Ellacott v Bilston

Case

[1998] QCA 169

5/05/1998

No judgment structure available for this case.

[1998] QCA 169

COURT OF APPEAL

McPHERSON JA DERRINGTON J WHITE J

CA No 158 of 1998

MALCOLM JOHN ELLACOTT Appellant

(Defendant)

v.

JUSTINE JULIA BILSTON Respondent

(Plaintiff)

BRISBANE
..DATE 05/05/98
McPHERSON JA: This is an application for leave to
appeal in respect of an assessment of damages for
criminal compensation.
The sequence of events relevant to the application
is that the applicant was first tried in about
1996 before Judge Robertson and a jury in the
District Court on an indictment charging him with
five counts of offences against the complainant

Miss Bilston.

The five counts were first, wilful damage to a
door, the property of the complainant; secondly,
damage to a refrigerator also her property;
thirdly, a count of indecent assault on her;
fourthly damage to a door panel of a motor
vehicle, also her property; and, fifthly, that he
had stalked her between December 1994 and 11

September 1995.

The count alleging the offence of stalking was
accompanied by a circumstance of aggravation, as I
understand it, that he threatened to use unlawful
violence against another person or another
person's property, who I take it to have been the

complainant and her family.

The applicant was convicted at that trial in
respect of all the counts in the indictment. There
was then an appeal to this Court, which succeeded,
and a re-trial was ordered. The re-trial took
place before Judge McGuire in about January or
February of 1997.
On that occasion the jury returned verdicts of
guilty to
count 1, which was the damage to the door, and to
count 5 which was the unlawful stalking. In
respect of the other counts numbered 2, 3 and 4,

the applicant was found not guilty and acquitted.

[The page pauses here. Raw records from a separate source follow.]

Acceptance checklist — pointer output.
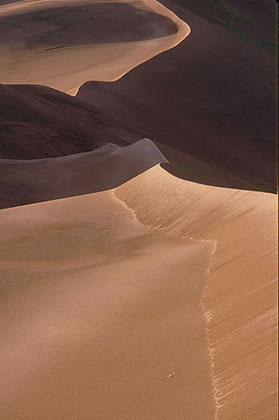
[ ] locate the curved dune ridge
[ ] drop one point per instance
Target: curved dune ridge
(29, 181)
(239, 301)
(101, 318)
(154, 297)
(62, 44)
(108, 315)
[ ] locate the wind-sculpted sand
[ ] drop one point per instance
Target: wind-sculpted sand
(239, 301)
(155, 299)
(100, 316)
(35, 180)
(106, 313)
(62, 44)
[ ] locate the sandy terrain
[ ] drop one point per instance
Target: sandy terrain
(212, 97)
(101, 319)
(62, 44)
(154, 299)
(30, 181)
(38, 122)
(240, 300)
(105, 315)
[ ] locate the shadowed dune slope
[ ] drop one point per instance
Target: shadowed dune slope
(29, 181)
(212, 97)
(38, 122)
(240, 298)
(101, 317)
(64, 44)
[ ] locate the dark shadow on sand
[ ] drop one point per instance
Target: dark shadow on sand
(82, 25)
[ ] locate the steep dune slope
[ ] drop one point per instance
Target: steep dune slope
(38, 122)
(212, 97)
(64, 44)
(240, 298)
(101, 317)
(29, 181)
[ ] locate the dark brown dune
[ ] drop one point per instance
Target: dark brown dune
(38, 122)
(212, 97)
(62, 26)
(30, 181)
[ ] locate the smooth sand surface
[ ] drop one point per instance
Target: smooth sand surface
(39, 122)
(106, 313)
(35, 180)
(212, 97)
(240, 300)
(101, 317)
(62, 44)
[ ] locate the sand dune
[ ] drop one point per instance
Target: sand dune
(38, 122)
(213, 96)
(106, 315)
(29, 181)
(240, 299)
(101, 316)
(64, 44)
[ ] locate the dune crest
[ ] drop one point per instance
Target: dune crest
(37, 180)
(240, 298)
(101, 317)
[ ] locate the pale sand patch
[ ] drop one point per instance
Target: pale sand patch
(240, 299)
(67, 68)
(101, 316)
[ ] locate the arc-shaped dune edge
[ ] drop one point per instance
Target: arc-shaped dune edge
(85, 54)
(239, 301)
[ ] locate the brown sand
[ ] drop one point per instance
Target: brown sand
(101, 318)
(212, 97)
(64, 44)
(104, 317)
(38, 122)
(240, 300)
(36, 180)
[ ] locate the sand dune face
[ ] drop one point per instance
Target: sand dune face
(64, 44)
(107, 314)
(29, 181)
(240, 299)
(102, 317)
(38, 122)
(212, 97)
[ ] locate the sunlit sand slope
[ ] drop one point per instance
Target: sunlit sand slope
(240, 300)
(100, 317)
(63, 44)
(29, 181)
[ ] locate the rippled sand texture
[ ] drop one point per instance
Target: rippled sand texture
(101, 317)
(240, 298)
(63, 44)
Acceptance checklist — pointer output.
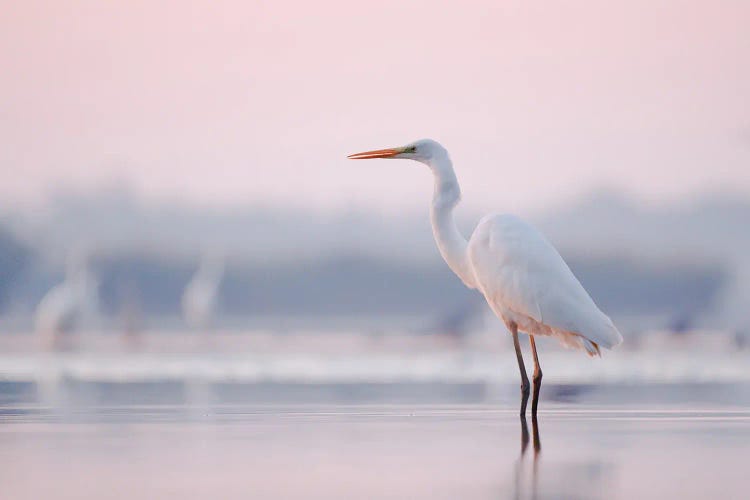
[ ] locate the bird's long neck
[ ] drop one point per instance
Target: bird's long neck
(450, 241)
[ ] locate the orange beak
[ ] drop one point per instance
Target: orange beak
(378, 153)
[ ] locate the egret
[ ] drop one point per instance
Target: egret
(199, 297)
(65, 306)
(525, 281)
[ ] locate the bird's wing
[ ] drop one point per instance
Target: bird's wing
(517, 268)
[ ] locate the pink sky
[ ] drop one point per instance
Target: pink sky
(235, 102)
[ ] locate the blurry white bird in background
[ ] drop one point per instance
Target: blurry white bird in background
(68, 306)
(200, 297)
(523, 278)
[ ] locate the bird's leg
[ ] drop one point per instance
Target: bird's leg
(522, 368)
(537, 452)
(537, 378)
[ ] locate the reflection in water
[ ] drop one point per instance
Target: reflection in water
(574, 478)
(519, 480)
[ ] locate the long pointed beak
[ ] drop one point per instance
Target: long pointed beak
(378, 153)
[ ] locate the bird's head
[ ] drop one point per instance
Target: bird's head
(423, 150)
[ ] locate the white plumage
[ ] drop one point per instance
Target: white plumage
(67, 305)
(200, 296)
(527, 282)
(523, 278)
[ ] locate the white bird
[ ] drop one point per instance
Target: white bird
(65, 306)
(200, 296)
(524, 279)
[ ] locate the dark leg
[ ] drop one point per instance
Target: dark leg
(537, 377)
(522, 368)
(537, 451)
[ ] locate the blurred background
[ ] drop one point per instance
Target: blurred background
(177, 214)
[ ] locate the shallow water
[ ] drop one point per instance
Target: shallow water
(375, 451)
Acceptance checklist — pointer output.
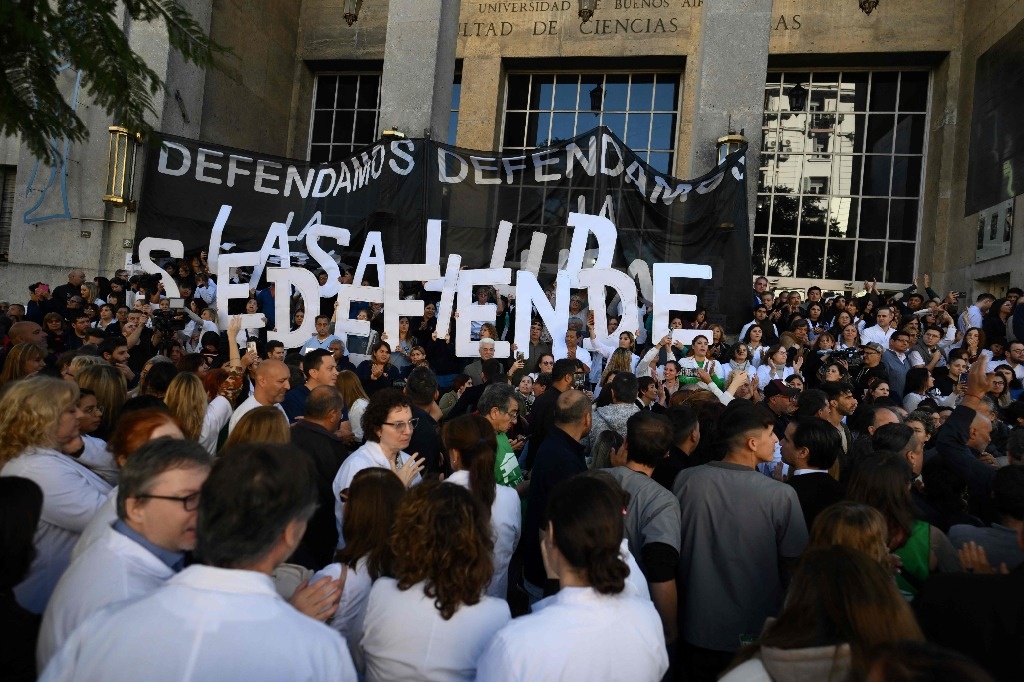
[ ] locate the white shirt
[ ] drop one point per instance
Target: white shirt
(506, 526)
(115, 567)
(368, 456)
(877, 335)
(247, 406)
(351, 611)
(406, 638)
(204, 624)
(218, 413)
(580, 634)
(71, 496)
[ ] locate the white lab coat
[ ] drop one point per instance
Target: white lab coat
(72, 494)
(506, 526)
(204, 624)
(368, 456)
(580, 634)
(115, 567)
(406, 638)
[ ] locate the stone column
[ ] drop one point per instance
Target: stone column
(728, 79)
(419, 66)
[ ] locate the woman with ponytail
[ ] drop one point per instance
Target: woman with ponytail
(471, 443)
(593, 628)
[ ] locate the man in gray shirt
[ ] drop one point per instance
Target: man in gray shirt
(740, 531)
(652, 514)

This application arises out of the assessment, as
I have said, of criminal compensation on an
application made by the complainant, which was
heard by Judge Robertson in the District Court at
Ipswich on 10 December 1997.

The result of the application was that his Honour on the same day assessed the compensation to be paid by the applicant before us at the figure of $20,500.

What is said in support of the application for
leave to appeal is that evidence was admitted at
that hearing which was strictly speaking not
admissible, and that his Honour acted upon it in
arriving at that assessment figure of $20,500.
What is sought is that the assessment or award be
set aside and that there be a re-hearing of it.
The evidence that it is said ought not to have
been admitted consisted of all the statements
which, together, were taken from the complainant
by the police in relation to all the offences that
were made the subject of the indictment to which I
have referred, which included counts 2, 3 and 4 of

which he was later acquitted.

It is right to point out both that no objection
was taken to those statements being admitted at
the hearing of the criminal compensation
application before Judge Robertson, but also that
the applicant on that occasion was not legally
represented. That, perhaps, explains why there was
no formal objection to the statements, but of
course, once they were before the Court, the Court
was not free to act on those parts of them that
were not relevant to the application for
compensation that was being heard. So far as that
aspect of the matter is concerned, the result is
that his Honour would not have been entitled to
act on so much of the statements of the
complainant as went to the three counts in the
indictment, numbers 2, 3 and 4, in respect of
which the applicant before us was acquitted by the
jury at the second trial.
There is, however, no evidence that his Honour did
act on those statements, or that he was ignorant
of the acquittals that had taken place in the
trial before Judge McGuire. On the contrary, it
is quite clear from what he said in the course of
the hearing that he regarded the outcome of the
second trial as having limited the issues with
which he was concerned on the hearing of the
application for compensation.
By way of example, in the course of submissions by
counsel for the Crown, who was also counsel for
the Crown before us in this Court, some reference
was made to his Honour's sentencing remarks in the
criminal trial before him. His Honour was quick
to point out that they were not relevant. "They
don't count", he said; to which Mr Clark for the
Crown said, "No, they don't, I must have misread

it".

The only other point which can possibly be made,
in my opinion, in favour of this application
before us is that his Honour did not have before
him the transcript of the proceedings in the
second criminal trial before Judge McGuire. It
was said, or perhaps implied, that in those
circumstances he could not have known what the
evidence was at that trial on the strength of
which the applicant before us was then convicted,
and on which, and only on which, an assessment of
compensation could properly be made; and that he
must therefore have acted on what he knew from the
first trial.
Some stress was placed on a passage in his
Honour's reasons for judgment which is to the
following effect. "The first trial having been
before myself resulted in a successful appeal and
a retrial before his Honour Judge McGuire in
Brisbane on 28 January 1997. As a consequence I

am familiar with the circumstances of the offence.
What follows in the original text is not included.